Executive director Marianne Duddy-Burke of Boston said Francis continued the characterization of LGBT people as unable to fully reflect the fullness of God's plan for humanity."

Jay Lassiter, a gay activist and political organizer in South Jersey and Pennsylvania who grew up Catholic, said it seemed Francis had taken a step in the right direction. "I'm glad he's brought the rhetoric about sexuality and families out of the dark ages," he said.

"His tenor on these issues is welcome, but it's hard to give him a gold star for it. It's overdue and it's not enough."

How Francis' guidance to clergy pastoring to homosexuals might play out also seems unclear, although he appears to be more accepting of their committed relationships than his recent predecessors, Popes Benedict XVI and John Paul II.

"Only the exclusive and indissoluble union between a man and a woman has a plenary role to play in society as a stable commitment that bears fruit in new life," he wrote, but he added that the church must also acknowledge that "a variety of family situations can offer a certain stability."

He followed that by saying "de-facto or same-sex unions may not simply be equated with marriage," but later said, "The Church turns with love to those who participate in her life in an imperfect manner; she seeks the grace of conversion for them, she encourages them to do good, to take loving care of each other and to serve the community in which they live and work."

The exhortation does not alter the church's long-standing ban on artificial contraception.
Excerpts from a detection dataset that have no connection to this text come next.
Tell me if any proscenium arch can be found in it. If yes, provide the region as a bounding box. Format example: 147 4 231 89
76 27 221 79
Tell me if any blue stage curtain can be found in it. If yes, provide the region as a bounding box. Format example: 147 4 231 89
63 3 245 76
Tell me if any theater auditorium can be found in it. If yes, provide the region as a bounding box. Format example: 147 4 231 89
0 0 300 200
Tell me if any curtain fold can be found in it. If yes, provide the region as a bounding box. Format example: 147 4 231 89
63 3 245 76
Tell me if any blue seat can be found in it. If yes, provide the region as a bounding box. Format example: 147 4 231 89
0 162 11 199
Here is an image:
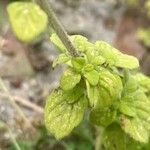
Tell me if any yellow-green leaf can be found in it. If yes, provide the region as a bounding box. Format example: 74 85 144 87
84 70 99 86
44 90 87 139
90 108 117 127
95 41 139 69
60 68 81 90
7 2 48 42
But Francis observed that in the past, the church's teachings on marital love and mutual assistance had been "overshadowed by an almost exclusive insistence on the duty of procreation," without consideration of a young married couple's "timetables, their way of thinking, and their concrete concerns."

Johnson, who studies papal teachings on the family, said he was "very moved in reading it in many places."

"Some of it is very lyrical in its tone and obviously very pastoral," Johnson said at his office at St. Thomas More parish in Cherry Hill. "Its great theme is mercy, obviously, but it also calls us to draw closer to those we serve, to travel with them, integrating them with others in the life of the faith.

"But I find myself asking, 'How is this going to work?' "

Johnson, a former Lutheran pastor and a self-described conservative, says he converted to Roman Catholicism five years ago because he admired the consistency of its moral teaching.

Chaput on Friday cautioned against hasty or permissive interpretations of the new document, and said he would be studying it closely before issuing further comment.

"Happily, the kind of pastoral discernment called for in Amoris Laetitia is already happening in many of our parish communities," Chaput wrote, "and the Holy Father's encouragement, coming just months after the World Meeting of Families in Philadelphia, is a great gift."